Nel 1489 a Tortona, all’ epoca sotto il Ducato di Milano, si tenne il banchetto per le nozze fra Isabella D’Aragona e Gian Galeazzo Sforza, nipote di Ludovico il Moro, Duca di Milano. Secondo gli ultimi studi in materia la nobile sposa era “La Gioconda”, essa posò per il famoso quadro chiamato anche Monna Lisa.

Cerimoniere d’eccezione del banchetto fu Leonardo da Vinci, e fu proprio questo straordinario genio a inserire il Montébore, il formaggio a “forma di torta nunziale” alla nobile tavola.
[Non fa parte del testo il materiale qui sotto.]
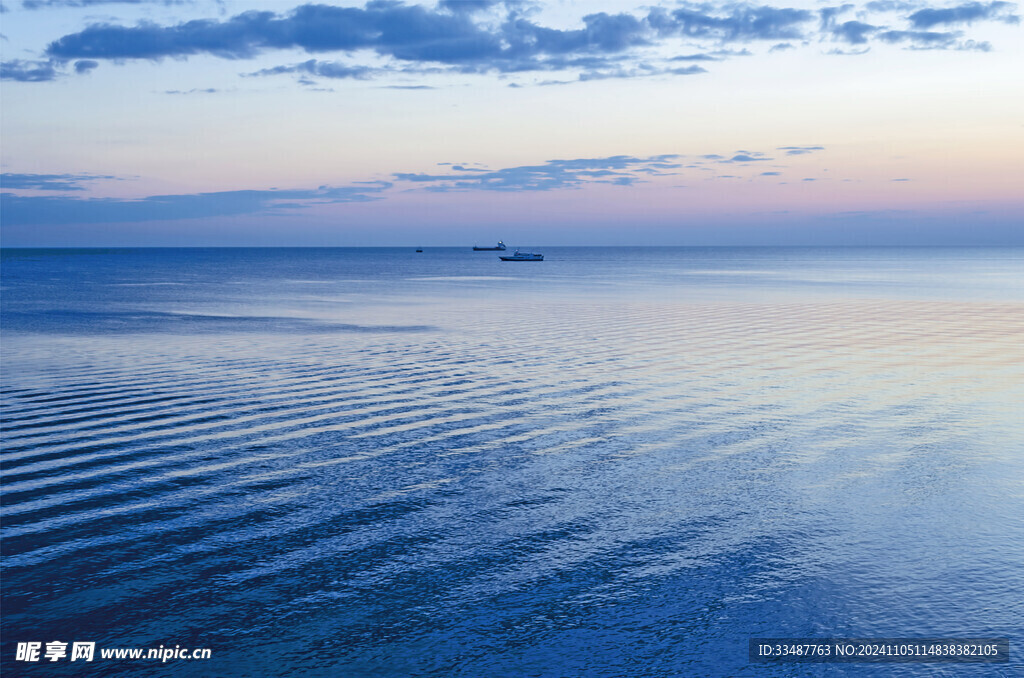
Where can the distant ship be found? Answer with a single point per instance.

Il Montebore Presidio Slow Food
Il Montebore Presidio Slow Food

Per secoli questo formaggio venne prodotto ed esportato verso Genova e la Lombardia, poi se ne persero praticamente ogni traccia. Nel 1997 con il Progetto di Filiera Casearia della Comunità Montana Valli Curone Grue Ossona e Valli Borbera e Valle Spinti, si è recuperato l’antico prodotto, grazie ad alcune anziane signore della zona. Ad oggi, tra i formaggi più rari del mondo è presidio slow food e prodotto da Roberto e Agata (fondatori della Cooperativa Agricola Valle Nostra a Mongiardino Ligure).